Читать книгу "Вообрази себе картину - Джозеф Хеллер"
Шрифт:
Интервал:
Закладка:
— Ничего нового я не скажу, Критон. Пекитесь о себе сами и живите в согласии с тем, о чем я всегда толковал, это и будет доброю службой и мне, и моим близким, и вам самим.
— Мы постараемся, — сказал Критон. — А как нам тебя похоронить?
— Как угодно, — отвечал со смехом Сократ, — если, конечно, сумеете сперва меня схватить и я не убегу от вас.

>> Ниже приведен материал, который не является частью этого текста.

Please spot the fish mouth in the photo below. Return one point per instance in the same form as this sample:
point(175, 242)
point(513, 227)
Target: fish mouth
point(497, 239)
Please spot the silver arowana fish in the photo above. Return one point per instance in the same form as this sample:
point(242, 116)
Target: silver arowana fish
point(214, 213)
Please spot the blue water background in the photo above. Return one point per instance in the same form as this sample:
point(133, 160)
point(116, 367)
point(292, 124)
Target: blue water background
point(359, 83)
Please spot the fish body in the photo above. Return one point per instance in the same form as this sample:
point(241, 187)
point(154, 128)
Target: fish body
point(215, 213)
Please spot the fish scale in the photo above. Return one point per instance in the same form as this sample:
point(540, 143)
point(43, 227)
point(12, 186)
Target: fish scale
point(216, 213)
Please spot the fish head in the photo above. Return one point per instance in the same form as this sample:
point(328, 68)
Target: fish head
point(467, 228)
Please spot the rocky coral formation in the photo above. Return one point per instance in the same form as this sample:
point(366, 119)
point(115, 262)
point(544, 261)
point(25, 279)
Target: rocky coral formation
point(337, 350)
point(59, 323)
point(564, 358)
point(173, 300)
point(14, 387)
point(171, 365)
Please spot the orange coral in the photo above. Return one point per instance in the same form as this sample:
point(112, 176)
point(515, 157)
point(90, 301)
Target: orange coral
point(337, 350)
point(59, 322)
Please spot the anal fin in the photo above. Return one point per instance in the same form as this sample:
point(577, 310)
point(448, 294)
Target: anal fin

Повернувшись к остальным, он сказал:
— Критон воображает, будто я — это уже другой Сократ, которого он вскорости увидит мертвым, и вот выспрашивает, как меня хоронить. Так поручитесь же за меня перед Критоном, только дайте ручательство обратное тому, каким сам он ручался перед судьями: он-то ручался, что я останусь на месте, а вы поручитесь, что, выпив яду, я удалюсь отсюда. Тогда ему будет легче, и, видя, как мое тело сжигают или зарывают, он уже не станет убиваться. Будь весел тогда, милый Критон, и говори, что хоронишь лишь мое тело, а хорони как тебе заблагорассудится и как считаешь лучше. К тому времени я проскользну у вас между пальцев, и вы не сможете ни схватить меня, ни удержать.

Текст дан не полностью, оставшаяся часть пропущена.